しかし動いている時は人間そのものなのも事実であり、彼らの『生態』には、まだまだ謎が多い。
「我、到着! フハハ、どうやら間に合、ではない。ちと早く来すぎてしまったようだな! 我は待たされるのが嫌いなのだがな」
「来たねケイオス。見てたよ、ダンジョンで足止めされて、『これでは遅れてしまうではないかー!』、って焦ってるとこ」
「わわわわ我は焦ってなどいなーいっ!」
《魔王様りちぎ》
《こんな所でも試される魔王様》
《攻略自体は余裕だったのにね》
《向こうのイベントでも遅延が入ってた》
《最終的に力技で解決(笑)》
《でも、そうしないと永遠に待たされてた》
《完全に嫌がらせだったね》
ハルたちが休んでいる間も、ケイオスは単独で小規模なダンジョンの攻略に出向いていた。
そこは抗争を続ける武闘派組織の本拠地で、名目上は一応『会社』ということらしい。
その争い続ける両者を、魔王の力で説得し、見事争いを止めてみせた。
互いに因縁を付け続ける両者は笑顔で歴史的和解を収め、ケイオスはその両者の頂点に立ち、ダンジョンの経営権を手に入れたのだ。
しかし、余裕を持って攻略を完了し、『これならハルとの合流に間に合うな』、と喜ぶケイオスに更なる試練が襲う。
権利は手に入れたが、肝心の契約を交わす席に両組織の代表がやってこない。

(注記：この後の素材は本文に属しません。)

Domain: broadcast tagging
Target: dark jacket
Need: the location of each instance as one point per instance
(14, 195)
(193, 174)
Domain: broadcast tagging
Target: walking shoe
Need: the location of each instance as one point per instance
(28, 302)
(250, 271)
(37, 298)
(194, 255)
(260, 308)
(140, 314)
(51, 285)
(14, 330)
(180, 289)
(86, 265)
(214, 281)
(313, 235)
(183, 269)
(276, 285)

ボイコットだ。
この契約というのは、あの『契約書』とは違い、それその物にはシステム的な影響力はない。ダンジョンクリアの時点で権利はケイオスに備わった。
しかし、イベントとしてのそれをこなさぬままでは、今後のダンジョンの情勢に影響が出る。他の所と同様に、時間が経てば再び荒れてしまうだろう。
「待てど暮らせどやってこないのでな、我が直接奴らの元に出向き、首根っこを摑まえて調印の場に引っ張って行ったのよ!」
《待てど暮らせど……?》
《十分も経ってないけどね(笑)》
《魔王様はせっかち》
《彼女を待たせてる彼氏だった》
《待ち合わせに遅れちゃうもんね》
《むしろ門限に遅れる娘》
《そうでなくてもせっかちだけど(笑)》
「当然だろう。我の一分の価値は重い。その貴重な時間を損なった罪、奴らの命で贖ってもらわねばな」
「殺すな殺すな……」
実際、ケイオスはハルと違って容赦がない。敵対者は人間型NPCであろうと容赦なく殺害し、その名の通り魔王としての恐怖を振りまいている。
ハルと共に居る時は、ハルの顔を立てて大人しくしているが、もしハルが居なければ例の詐欺組織はまた違った結末を迎えていただろう。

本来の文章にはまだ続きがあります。